# Happy birthday Catherine ( catlieber )



## Ans (Jan 4, 2008)

Happy birthday from the Netherlands.


----------



## Judy A (Jan 13, 2007)

Happy Birthday, Catherine....hope it's a beautiful day for you.


----------



## Sissygirl (Aug 8, 2007)

Happy Birthday Catherine! Hope you have a wonderful day!!


----------



## suzyfrtz (Nov 12, 2007)

Happy Birthday Blessings to you, Catherine. Cazzie wags his tail for you!

Suzy


----------



## Me&2Girls (May 11, 2007)

Ditto from here.

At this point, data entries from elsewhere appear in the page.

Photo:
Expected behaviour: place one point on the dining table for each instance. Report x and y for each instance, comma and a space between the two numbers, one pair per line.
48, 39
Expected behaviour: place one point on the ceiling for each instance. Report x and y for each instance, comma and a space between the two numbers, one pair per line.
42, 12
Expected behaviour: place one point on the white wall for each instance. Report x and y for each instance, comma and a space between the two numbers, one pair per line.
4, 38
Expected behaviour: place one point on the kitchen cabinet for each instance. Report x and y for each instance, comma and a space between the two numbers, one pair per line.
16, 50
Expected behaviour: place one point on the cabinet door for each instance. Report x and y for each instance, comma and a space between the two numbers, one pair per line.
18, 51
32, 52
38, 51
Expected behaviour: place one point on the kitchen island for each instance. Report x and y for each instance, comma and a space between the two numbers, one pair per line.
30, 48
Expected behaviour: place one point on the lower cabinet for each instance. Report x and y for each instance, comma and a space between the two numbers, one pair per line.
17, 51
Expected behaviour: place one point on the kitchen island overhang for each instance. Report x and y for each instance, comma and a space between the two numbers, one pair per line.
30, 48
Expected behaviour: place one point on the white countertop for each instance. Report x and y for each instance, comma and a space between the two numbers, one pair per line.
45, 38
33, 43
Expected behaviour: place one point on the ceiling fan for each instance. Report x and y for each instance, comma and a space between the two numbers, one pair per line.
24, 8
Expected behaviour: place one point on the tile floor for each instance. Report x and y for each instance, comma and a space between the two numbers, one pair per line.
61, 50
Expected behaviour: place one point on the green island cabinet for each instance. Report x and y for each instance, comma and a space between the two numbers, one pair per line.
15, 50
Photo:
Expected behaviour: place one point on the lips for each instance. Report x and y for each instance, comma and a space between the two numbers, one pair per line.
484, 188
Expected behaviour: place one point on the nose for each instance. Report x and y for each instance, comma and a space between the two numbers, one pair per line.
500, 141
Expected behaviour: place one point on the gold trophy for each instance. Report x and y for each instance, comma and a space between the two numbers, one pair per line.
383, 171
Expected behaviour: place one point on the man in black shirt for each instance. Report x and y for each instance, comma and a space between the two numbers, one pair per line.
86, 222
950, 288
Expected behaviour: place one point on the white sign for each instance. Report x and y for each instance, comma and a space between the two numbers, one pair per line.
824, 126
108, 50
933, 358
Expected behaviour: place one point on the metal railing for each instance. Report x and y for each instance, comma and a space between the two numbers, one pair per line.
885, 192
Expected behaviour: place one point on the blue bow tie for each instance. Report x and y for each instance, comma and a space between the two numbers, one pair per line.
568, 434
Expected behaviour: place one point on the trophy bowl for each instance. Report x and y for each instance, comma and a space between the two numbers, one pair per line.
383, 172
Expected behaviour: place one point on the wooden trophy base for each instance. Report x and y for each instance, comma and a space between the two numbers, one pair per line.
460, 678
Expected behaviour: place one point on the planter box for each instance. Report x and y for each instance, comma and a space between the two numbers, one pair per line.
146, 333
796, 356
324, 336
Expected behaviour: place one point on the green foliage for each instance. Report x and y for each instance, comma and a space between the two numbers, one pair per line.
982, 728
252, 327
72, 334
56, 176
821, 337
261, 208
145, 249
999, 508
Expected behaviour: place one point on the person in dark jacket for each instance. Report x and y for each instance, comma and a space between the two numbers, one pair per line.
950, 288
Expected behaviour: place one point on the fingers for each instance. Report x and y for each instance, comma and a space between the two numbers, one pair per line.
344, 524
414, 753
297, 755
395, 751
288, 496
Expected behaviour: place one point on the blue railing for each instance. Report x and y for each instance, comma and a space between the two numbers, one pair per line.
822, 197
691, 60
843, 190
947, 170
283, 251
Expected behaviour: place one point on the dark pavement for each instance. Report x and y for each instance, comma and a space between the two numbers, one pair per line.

Hope your birthday is wonderful.


----------



## NancyVB (Jun 27, 2007)

Happy Birthday Catherine! Have a Great day!


----------



## Julie (Feb 8, 2007)

arty::drum: Happy Birthday Catherine! :drum:arty:

Hope you have a great day!!!


----------



## Olliesmom (Sep 29, 2006)

I think this is for me!!! Is there another Catherine with a bday tomorrow??

Thanks!!!! It will be a great day!!!

How can it not be.....*With 50 plus havanese!!!!!!!!* eace: at my birthday party!!!!!!!!:whoo:


----------



## MaddiesMom (Apr 1, 2007)

HAPPY, HAPPY BIRTHDAY CATHERINE!!!!]


----------